The Achronix 2D NoC operates at 2 GHz using a 256-bit bi-directional bus. Each conv2d instance connects to two NAPs, enabling a maximum bandwidth to/from the GDDR6 interface of 512 Gbps on one node. The block diagram below shows a close-up of the 2D NoC and one NAP connected to the local conv2d instance.



Figure 5 – Achronix 2D NoC and NAP

The soft 2D NoC uses a five-way crossbar switch. One port communicates with the local conv2d instance, while the other ports communicate with the next node in the mesh. This solution can achieve 82 MHz from node to node, producing a maximum bandwidth to/from the GDDR6 interface of 21 Gbps on one node. The block diagram below shows one crossbar switch in the soft 2D NoC mesh.



# Achronix

## 2D NoC Reduces Design Time and Tool Run Time

The Achronix 2D NoC leverages the AXI-4 standard to communicate with the NAPs, which is an interface standard many FPGA designers are familiar with already. Additionally, the 2D NoC includes built-in features such as clock-domain crossing logic, transaction flow control, and decoding of addresses, that no longer need to be included in the user logic. The full-featured implementation of the Achronix 2D NoC eliminates a large amount of design work for the user, allowing designers to concentrate on the accelerator connecting to the 2D NoC.

Along with reduced design time, a design which utilizes the Achronix 2D NoC uses fewer resources than one which uses a soft 2D NoC. The result is less logic to place and route and results in faster run time through the tools.
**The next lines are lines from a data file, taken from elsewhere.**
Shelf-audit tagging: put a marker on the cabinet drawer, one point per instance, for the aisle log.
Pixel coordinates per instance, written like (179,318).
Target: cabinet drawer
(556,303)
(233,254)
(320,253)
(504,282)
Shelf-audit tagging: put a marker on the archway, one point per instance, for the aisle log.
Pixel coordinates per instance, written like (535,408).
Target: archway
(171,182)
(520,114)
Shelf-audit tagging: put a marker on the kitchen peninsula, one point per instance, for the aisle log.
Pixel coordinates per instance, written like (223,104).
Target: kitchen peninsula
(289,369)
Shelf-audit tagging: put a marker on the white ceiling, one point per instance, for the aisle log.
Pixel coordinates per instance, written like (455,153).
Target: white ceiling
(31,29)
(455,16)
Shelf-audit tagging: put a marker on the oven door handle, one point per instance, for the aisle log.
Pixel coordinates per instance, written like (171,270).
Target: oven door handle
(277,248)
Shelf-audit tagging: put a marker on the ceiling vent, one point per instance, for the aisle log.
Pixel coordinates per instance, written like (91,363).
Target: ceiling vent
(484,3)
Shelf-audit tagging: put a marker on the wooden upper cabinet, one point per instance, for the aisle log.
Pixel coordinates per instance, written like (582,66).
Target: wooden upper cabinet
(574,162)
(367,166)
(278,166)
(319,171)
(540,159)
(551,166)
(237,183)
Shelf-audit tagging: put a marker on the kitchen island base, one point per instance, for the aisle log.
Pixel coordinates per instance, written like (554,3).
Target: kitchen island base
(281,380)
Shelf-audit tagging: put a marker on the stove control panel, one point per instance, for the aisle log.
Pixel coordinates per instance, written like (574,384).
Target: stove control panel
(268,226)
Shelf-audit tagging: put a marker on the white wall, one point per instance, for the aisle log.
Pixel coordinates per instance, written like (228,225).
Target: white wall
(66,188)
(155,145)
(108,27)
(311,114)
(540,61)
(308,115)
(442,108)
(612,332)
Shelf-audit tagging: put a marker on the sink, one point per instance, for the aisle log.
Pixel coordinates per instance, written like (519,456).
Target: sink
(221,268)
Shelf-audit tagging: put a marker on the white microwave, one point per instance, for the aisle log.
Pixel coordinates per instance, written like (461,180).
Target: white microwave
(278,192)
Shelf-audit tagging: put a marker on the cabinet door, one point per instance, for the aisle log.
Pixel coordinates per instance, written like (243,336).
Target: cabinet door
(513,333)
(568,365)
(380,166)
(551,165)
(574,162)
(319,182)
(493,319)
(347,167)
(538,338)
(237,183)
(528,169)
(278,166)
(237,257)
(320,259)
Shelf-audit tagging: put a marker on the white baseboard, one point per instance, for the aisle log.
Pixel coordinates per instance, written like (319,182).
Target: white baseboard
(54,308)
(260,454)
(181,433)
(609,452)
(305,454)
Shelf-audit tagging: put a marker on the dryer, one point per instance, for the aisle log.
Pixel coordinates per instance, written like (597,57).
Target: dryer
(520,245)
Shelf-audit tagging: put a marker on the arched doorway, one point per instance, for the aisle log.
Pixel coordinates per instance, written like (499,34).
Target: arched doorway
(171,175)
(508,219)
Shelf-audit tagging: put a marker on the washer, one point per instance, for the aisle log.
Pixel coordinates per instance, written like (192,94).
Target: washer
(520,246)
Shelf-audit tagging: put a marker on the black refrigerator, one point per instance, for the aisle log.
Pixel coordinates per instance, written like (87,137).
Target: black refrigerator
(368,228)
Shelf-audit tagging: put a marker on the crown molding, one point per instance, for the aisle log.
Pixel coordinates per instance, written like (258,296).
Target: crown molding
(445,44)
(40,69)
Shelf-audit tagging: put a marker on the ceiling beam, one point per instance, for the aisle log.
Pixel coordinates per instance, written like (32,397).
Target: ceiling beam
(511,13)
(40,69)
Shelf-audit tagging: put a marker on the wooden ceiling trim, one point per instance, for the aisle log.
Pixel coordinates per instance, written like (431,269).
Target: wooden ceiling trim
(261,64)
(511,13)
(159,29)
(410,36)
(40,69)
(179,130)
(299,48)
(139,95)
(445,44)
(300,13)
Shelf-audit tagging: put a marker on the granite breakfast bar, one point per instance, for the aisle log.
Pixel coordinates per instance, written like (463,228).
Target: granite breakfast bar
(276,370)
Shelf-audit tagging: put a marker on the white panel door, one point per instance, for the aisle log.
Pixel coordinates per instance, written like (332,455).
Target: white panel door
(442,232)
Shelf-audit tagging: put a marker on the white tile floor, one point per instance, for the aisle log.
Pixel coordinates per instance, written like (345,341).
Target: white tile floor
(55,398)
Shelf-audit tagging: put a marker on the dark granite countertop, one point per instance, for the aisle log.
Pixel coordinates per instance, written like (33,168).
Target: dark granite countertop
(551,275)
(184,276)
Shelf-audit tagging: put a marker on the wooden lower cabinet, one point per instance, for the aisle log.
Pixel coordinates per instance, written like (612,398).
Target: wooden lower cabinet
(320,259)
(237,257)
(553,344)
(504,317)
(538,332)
For example, the design using the Achronix 2D NoC takes less than half the time to place and route versus the implementation using the soft 2D NoC.

## Conclusions

The integrated Speedster7t 2D NoC enables a fundamental shift in the FPGA design process. Achronix is the first FPGA company to integrate a 2D NoC which connects all of the system interfaces and the FPGA fabric. This new architecture makes Achronix FPGAs uniquely suitable for high-bandwidth applications while significantly improving designer productivity. Because the 2D NoC manages all of the networking functions between data accelerators designed into the FPGA fabric and the high-speed data interfaces, designers need only design their data accelerators and connect them to a NAP primitive. When compared to using a soft 2D NoC, designers can benefit from:

- Reduced logic utilization and increased overall FPGA performance
- Increased bandwidth
- Reduction in memory requirements
- Faster design time and less tool run time

#### Table 3 – Summary Comparison of Speedster7t 2D NoC versus Soft 2D NoC

| Metric    | Soft 2D NoC | Speedster7t 2D NoC | Improvement |
|-----------|-------------|--------------------|-------------|
| Frequency | 82 MHz      | 565 MHz            | 7×          |
| Bandwidth | 21 Gbps     | 512 Gbps           | 24×         |
| LUTs      | 80365       | 10812              | 7×          |
| BRAMs     | 1724        | 1178               | 1.5×        |
| MLPs      | 1140        | 1140               | 1×          |
| Run Time  | 120 minutes | 50 minutes         | 2.4         |